Aline Rodrigues

Personal information
- Full name: Aline da Silva Rodrigues
- Nationality: Brazil
- Born: 7 April 1995 (age 31) Rio de Janeiro, Rio de Janeiro, Brazil
- Height: 1.68 m (5 ft 6 in)
- Weight: 57 kg (126 lb)

Sport
- Sport: Swimming
- Strokes: Freestyle
- Club: Minas Tênis Clube

Medal record
Women's swimming
Representing Brazil
Pan American Games
| Bronze medal – third place | 2019 Lima | 4×200 m freestyle |
South American Games
| Gold medal – first place | 2022 Asunción | 4x100 m freestyle |
| Gold medal – first place | 2022 Asunción | 4x200 m freestyle |
South American Championships
| Silver medal – second place | 2018 Trujillo | 4×200 m freestyle |

= Aline Rodrigues =

Brazilian swimmer (born 1995)

Aline da Silva Rodrigues (born 7 April 1995, in Rio de Janeiro) is a Brazilian swimmer.

==International career==

On 3 September 2014, participating in the José Finkel Trophy (short course competition) in Guaratinguetá, she broke the South American record in the 4x200-metre freestyle with a time of 7:58.54, along with Larissa Oliveira, Gabrielle Roncatto and Daniele de Jesus.

In September 2016, at the José Finkel Trophy (short course competition), she broke the South American record in the 4×200-metre freestyle relay, with a time of 7:52.71, along with Joanna Maranhão, Manuella Lyrio and Larissa Oliveira.

At the 2018 South American Swimming Championships, she won a silver medal in the 4×200-metre freestyle relay.

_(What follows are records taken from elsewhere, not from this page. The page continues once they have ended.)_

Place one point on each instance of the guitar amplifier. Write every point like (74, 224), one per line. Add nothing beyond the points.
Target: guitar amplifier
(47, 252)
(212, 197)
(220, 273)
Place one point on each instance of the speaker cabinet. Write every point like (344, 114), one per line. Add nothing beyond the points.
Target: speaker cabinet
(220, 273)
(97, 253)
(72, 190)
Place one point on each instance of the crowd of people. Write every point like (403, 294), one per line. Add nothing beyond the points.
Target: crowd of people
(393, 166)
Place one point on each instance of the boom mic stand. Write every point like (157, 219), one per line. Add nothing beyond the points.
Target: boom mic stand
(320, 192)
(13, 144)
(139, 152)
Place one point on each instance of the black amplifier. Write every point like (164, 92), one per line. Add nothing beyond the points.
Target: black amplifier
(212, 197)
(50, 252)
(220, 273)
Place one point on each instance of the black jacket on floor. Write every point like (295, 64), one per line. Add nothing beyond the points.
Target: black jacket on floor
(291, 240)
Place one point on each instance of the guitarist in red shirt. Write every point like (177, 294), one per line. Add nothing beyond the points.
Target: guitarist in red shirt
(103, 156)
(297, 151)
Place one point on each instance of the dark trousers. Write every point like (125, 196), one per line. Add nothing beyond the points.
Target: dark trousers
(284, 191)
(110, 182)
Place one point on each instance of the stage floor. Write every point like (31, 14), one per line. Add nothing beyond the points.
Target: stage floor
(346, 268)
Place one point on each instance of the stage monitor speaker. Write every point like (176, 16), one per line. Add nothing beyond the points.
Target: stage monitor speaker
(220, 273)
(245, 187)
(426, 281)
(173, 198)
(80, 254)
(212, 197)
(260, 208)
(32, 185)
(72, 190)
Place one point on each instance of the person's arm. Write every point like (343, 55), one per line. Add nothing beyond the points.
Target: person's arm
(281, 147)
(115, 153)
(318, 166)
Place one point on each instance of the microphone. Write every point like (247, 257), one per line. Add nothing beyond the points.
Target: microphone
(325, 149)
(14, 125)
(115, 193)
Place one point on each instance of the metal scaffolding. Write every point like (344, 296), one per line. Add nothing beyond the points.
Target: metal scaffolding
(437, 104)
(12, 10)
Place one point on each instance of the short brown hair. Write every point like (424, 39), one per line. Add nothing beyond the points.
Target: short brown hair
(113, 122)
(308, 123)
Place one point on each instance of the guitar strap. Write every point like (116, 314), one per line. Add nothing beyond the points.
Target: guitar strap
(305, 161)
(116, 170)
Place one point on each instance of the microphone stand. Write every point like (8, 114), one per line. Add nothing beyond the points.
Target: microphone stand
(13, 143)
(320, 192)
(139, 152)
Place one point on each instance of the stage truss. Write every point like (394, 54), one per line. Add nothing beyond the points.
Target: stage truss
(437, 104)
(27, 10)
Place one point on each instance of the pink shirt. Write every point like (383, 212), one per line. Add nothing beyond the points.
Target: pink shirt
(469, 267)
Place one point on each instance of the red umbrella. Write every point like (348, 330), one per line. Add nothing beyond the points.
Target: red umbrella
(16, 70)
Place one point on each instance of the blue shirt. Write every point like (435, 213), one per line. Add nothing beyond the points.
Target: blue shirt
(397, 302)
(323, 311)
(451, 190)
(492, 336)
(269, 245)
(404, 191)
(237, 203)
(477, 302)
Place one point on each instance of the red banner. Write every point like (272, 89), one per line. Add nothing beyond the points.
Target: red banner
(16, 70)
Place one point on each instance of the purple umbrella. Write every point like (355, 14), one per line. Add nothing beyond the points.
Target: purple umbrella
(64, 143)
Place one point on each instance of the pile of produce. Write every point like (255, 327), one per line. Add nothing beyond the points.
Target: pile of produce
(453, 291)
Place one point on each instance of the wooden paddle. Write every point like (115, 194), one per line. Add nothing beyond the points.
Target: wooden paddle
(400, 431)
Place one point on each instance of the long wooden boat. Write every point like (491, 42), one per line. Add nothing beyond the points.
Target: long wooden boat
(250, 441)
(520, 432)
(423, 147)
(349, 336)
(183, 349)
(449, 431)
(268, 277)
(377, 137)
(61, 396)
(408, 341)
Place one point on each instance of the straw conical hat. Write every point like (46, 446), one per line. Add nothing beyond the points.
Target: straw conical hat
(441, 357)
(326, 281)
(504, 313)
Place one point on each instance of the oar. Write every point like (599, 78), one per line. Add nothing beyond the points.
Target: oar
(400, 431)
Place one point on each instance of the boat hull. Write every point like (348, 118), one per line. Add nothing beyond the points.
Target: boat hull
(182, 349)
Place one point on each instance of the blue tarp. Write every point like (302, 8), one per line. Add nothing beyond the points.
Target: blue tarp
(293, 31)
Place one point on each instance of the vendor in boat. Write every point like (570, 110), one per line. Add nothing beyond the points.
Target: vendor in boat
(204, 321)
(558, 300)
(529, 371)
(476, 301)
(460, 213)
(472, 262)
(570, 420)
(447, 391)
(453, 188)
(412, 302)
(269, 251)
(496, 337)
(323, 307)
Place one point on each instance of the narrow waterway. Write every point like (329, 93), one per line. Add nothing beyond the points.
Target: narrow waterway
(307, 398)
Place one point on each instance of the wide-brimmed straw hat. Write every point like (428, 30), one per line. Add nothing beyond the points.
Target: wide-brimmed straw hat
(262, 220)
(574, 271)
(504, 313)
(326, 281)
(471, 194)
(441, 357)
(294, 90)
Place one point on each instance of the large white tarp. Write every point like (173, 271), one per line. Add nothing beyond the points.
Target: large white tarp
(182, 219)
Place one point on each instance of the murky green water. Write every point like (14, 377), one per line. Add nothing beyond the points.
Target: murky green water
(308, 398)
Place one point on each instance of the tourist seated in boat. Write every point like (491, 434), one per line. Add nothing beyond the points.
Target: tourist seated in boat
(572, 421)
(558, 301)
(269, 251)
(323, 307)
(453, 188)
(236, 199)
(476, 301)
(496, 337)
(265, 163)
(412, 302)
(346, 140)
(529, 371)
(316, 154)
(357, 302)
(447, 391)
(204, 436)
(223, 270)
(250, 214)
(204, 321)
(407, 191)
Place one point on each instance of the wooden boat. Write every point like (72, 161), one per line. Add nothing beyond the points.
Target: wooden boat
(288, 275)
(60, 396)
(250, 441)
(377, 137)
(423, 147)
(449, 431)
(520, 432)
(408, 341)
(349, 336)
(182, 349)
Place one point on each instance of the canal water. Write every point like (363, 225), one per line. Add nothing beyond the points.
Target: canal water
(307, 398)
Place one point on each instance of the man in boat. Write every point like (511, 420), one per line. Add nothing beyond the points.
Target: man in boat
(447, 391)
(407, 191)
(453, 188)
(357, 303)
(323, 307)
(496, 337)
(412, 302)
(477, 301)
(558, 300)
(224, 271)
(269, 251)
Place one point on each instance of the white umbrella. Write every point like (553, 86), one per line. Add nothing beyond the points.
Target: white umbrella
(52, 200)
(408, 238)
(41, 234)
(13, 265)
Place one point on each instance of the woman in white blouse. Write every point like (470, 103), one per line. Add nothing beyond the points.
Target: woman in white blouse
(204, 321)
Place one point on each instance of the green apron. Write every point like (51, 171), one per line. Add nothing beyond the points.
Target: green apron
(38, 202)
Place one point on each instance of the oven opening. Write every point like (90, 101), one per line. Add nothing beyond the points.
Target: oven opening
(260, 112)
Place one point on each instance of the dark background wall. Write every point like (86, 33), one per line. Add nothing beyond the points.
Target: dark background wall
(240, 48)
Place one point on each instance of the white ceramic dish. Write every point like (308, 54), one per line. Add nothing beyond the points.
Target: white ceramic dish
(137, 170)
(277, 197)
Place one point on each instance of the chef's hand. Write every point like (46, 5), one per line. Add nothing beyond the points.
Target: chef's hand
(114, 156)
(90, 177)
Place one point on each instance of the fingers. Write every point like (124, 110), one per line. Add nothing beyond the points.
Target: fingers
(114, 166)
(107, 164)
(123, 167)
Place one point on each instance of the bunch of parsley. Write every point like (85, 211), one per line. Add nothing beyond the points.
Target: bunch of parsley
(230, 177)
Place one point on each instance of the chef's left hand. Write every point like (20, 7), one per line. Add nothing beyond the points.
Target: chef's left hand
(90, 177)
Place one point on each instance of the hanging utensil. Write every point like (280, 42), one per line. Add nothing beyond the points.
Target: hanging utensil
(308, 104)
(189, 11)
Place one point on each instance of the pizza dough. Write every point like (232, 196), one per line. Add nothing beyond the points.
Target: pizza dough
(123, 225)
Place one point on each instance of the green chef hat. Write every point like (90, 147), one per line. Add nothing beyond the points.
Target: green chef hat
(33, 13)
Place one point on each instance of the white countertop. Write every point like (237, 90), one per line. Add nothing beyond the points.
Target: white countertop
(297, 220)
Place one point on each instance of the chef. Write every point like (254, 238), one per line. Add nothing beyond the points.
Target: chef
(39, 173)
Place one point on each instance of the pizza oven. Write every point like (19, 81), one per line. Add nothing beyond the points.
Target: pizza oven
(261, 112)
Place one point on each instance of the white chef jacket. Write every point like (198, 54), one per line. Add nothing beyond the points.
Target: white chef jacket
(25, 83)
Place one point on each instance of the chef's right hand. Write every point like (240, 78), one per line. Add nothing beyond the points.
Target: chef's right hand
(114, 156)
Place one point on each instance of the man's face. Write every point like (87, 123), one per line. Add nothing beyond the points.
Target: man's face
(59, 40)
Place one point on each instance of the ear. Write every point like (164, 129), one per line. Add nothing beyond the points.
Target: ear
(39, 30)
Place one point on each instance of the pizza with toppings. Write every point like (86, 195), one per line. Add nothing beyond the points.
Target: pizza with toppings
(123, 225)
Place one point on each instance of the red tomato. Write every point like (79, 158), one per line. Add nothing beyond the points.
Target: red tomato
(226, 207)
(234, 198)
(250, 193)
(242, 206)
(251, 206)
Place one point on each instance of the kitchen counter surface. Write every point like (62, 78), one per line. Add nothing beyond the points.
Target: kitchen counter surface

At the 2019 Pan American Games held in Lima, Peru, she won a bronze medal in the Women's 4 × 200 metre freestyle relay, along with Larissa Oliveira, Manuella Lyrio and Gabrielle Roncatto. She also finished 5th in the Women's 400 metre freestyle.

She competed in the 2020 Summer Olympics, where she finished 10th in the Women's 4 × 200 metre freestyle relay, along with Larissa Oliveira, Nathalia Almeida and Gabrielle Roncatto.

She was at the 2022 World Aquatics Championships held in Budapest, Hungary. In the Brazilian 4x200m freestyle relay, formed by Maria Paula Heitmann, Giovanna Diamante, Rodrigues and Stephanie Balduccini, she finished in 6th place with a time of 7:58.38. This was the best placement of Brazil in this race in Worlds at all times.

At the 2022 FINA World Swimming Championships (25 m), in Melbourne, Australia, in the Women's 4 × 200 metre freestyle relay, she broke the South American record with a time of 7:48.42, along with Giovanna Diamante, Gabrielle Roncatto and Stephanie Balduccini. Brazil's relay finished 7th in the final. She also finished 9th in the Women's 4 × 100 metre freestyle relay.

At the 2024 World Aquatics Championships, in the 4 × 200 metre freestyle relay, the team composed of Rodrigues, Maria Fernanda Costa, Stephanie Balduccini and Gabrielle Roncatto obtained a historic result, reaching 4th place, Brazil's best placement in this event at the World Championships, destroying the South American record with the mark of 7:52.71. The quartet formed by Rodrigues, Costa, Balduccini and Ana Carolina Vieira also finished 6th in the 4x100m freestyle, equaling Brazil's best result in world championships in this event.